Multiple myeloma is a cancer which has a high occurrence rate and causes great injury to people worldwide. In recent years, many studies reported the effects of miRNA on the appearance of multiple myeloma. However, due to the differences of samples and sequencing platforms, a large number of inconsistent results have been generated among these studies, which limited the cure of multiple myeloma at the miRNA level.

METHODS

We performed meta-analyses to identify the key miRNA biomarkers which could be applied on the treatment of multiple myeloma. The key miRNAs were determined by overlap comparisons of seven datasets in multiple myeloma. Then, the target genes for key miRNAs were predicted by the software TargetScan. Additionally, functional enrichments and binding TFs were investigated by DAVID database and Tfacts database, respectively.

RESULTS

Firstly, comparing the normal tissues, 13 miRNAs were differently expressed miRNAs (DEMs) for at least three datasets. They were considered as key miRNAs, with 12 up-regulated (hsa-miR-106b, hsa-miR-125b, hsa-miR-130b, hsa-miR-138, hsa-miR-15b, hsa-miR-181a, hsa-miR-183, hsa-miR-191, hsa-miR-19a, hsa-miR-20a, hsa-miR-221 and hsa-miR-25) and one down-regulated (hsa-miR-223).

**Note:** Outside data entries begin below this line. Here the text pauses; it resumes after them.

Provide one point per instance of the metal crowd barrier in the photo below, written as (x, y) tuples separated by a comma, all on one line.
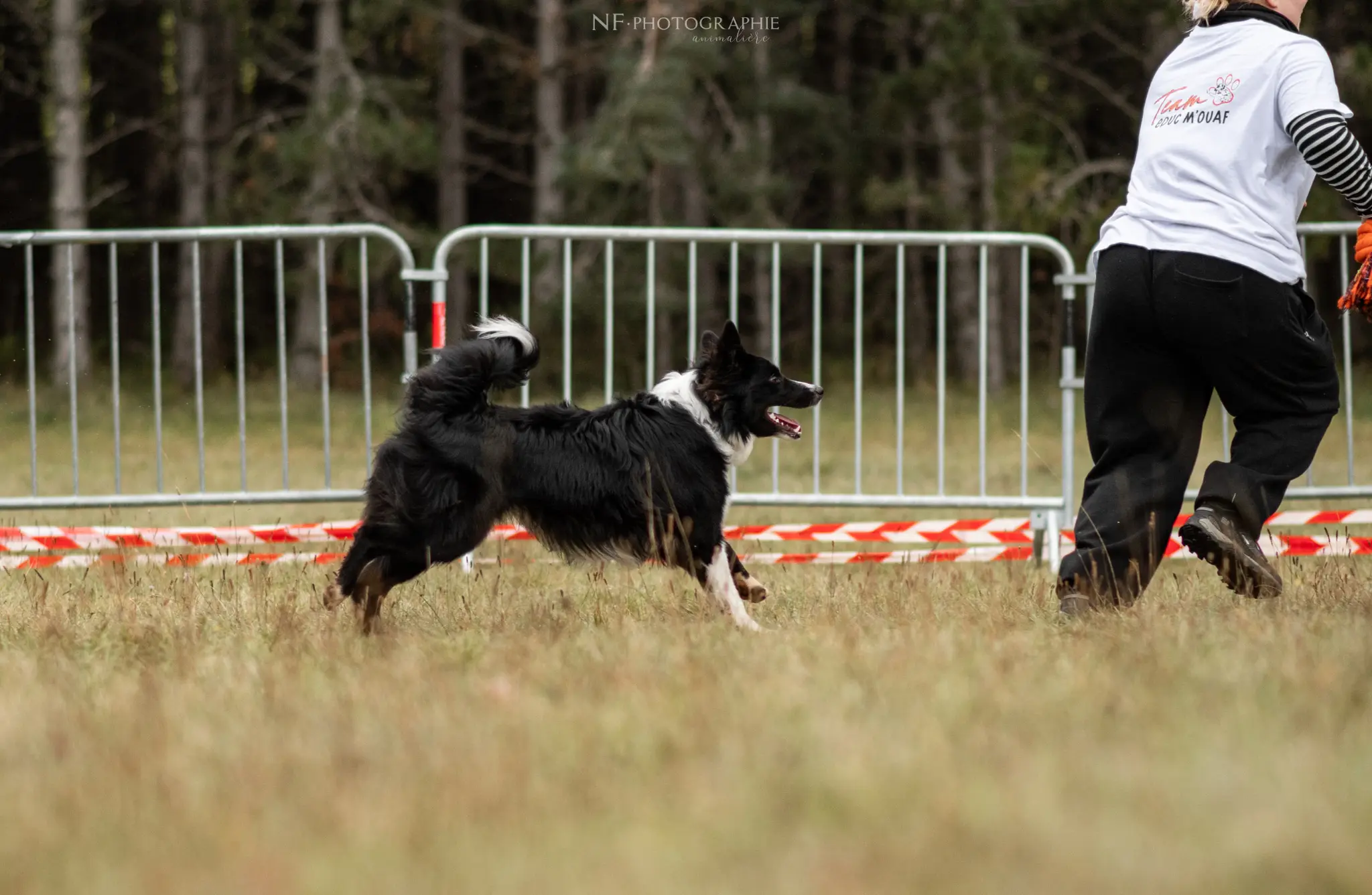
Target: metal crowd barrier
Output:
[(1344, 231), (196, 236), (1048, 510)]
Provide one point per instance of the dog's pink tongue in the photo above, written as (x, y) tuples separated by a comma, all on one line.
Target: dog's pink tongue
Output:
[(789, 427)]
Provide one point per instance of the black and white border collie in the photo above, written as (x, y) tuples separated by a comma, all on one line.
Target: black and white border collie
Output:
[(642, 478)]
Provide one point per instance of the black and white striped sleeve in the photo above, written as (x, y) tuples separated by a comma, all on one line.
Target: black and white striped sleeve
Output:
[(1326, 142)]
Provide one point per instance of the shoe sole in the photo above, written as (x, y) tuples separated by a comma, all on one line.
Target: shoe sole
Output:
[(1239, 571)]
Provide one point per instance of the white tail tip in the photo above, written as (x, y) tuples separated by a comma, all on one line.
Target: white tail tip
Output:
[(505, 328)]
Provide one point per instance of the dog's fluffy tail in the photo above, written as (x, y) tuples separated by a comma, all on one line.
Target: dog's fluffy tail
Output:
[(501, 356)]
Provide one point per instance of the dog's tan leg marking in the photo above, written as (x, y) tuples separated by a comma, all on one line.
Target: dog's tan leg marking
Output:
[(332, 596), (750, 588), (374, 591), (719, 582)]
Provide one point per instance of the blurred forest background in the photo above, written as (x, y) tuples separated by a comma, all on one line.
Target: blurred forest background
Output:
[(430, 115)]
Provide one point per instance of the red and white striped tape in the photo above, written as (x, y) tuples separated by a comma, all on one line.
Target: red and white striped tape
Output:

Secondly, functional enrichment analyses indicated that target genes of the upregulated miRNAs were mainly transcript factors and enriched in transcription regulation. Besides, these genes were enriched in multiple pathways: the cancer signal pathway, insulin signal metabolic pathway, cell binding molecules, melanin generation, long-term regression and P53 signaling pathway. However, no significant enrichment was found for target genes of the down-regulated genes. Due to the distinct regulation function, four miRNAs (hsa-miR-19a has-miR-221 has-miR25 and has-miR223) were ascertained as the potential prognostic and diagnostic markers in MM. Thirdly, transcript factors analysis unveiled that there were 148 TFs and 60 TFs which bind target genes of the up-regulated miRNAs and target genes of the down-regulated miRNAs, respectively. They respectively generated 652 and 139 reactions of TFs and target genes. Additionally, 50 (31.6%) TFs were shared, while higher specificity was found in TFs of target genes for the upregulated miRNAs.

DISCUSSIONS

Together, our findings provided the key miRNAs which affected occurrence of multiple myeloma and regulation function of these miRNAs. It is valuable for the prognosis and diagnosis of multiple myeloma.